It has come to my attention that I date like I play baseball.
You might not know it by looking at me, but I love watching baseball. I love the peaks and valleys of excitement throughout the game. I get addicted to that bottom-of-the-ninth-bases-loaded intensity. I, like so many other fans, have moments when I briefly believe that my whoops of encouragement have the power to affect the outcome of the game.
Playing baseball, however, is a little bit different.

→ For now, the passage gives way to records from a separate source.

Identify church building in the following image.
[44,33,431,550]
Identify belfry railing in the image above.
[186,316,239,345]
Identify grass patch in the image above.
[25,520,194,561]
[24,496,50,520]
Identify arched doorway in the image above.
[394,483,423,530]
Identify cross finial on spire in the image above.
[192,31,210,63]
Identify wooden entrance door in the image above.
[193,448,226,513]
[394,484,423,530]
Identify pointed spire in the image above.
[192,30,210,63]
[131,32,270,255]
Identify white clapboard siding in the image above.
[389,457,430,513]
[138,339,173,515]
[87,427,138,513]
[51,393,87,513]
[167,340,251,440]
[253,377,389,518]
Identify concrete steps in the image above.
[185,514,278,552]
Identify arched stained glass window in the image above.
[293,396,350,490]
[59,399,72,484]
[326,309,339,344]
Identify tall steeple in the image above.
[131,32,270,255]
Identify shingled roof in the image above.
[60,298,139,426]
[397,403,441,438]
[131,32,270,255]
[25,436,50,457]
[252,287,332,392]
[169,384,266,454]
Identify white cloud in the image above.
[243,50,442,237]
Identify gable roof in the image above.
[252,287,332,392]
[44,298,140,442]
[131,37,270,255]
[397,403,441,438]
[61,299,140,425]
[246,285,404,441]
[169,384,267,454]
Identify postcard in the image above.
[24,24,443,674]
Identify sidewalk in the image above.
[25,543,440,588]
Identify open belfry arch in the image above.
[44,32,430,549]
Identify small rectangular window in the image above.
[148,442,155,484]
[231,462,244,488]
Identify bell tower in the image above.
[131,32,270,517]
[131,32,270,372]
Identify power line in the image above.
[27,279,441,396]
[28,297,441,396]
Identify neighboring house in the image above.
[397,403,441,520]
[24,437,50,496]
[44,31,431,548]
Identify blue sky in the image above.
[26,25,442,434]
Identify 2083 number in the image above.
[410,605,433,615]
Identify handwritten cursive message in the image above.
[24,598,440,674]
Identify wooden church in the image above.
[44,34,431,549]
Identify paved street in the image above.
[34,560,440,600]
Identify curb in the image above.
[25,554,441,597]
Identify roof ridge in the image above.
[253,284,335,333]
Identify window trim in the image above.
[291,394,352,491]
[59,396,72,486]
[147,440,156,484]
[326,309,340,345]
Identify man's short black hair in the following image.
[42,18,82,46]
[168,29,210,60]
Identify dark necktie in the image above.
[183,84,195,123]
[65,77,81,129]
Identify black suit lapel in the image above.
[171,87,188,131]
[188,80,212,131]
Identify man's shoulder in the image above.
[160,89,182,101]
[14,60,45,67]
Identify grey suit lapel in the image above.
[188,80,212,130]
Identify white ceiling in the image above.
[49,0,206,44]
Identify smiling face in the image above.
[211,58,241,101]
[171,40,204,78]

When I have the opportunity to play baseball, the sun seems perpetually in my eyes. I hesitate on every catch, living in my head instead of the moment. When I step up to bat, I'm wracked with too much fear of striking out (or worse: getting hurt) to focus on actually connecting the bat with the ball. I become too anxious and preoccupied with nervousness about screwing up to be a spirited, engaged teammate.
But, I'm working on my game. "Spring training," if you will. I'm dating now, more than I ever have before. And there are many dates after which, while walking home, I think to myself that I should probably have been benched for that one. Or hell, cut from the team.
But then, on occasion, I'll manage to make a halfway decent catch, and I'll get a glimpse of how the game is meant to be played--how I am meant to play it. Even if I'm a little bit scared. Even though the past few seasons were truly terrible.
There is heart is baseball--I know this to be true. And so, with this mindset, I am setting out to find the heart in dating.
Land of the free, home of the brave. Play ball.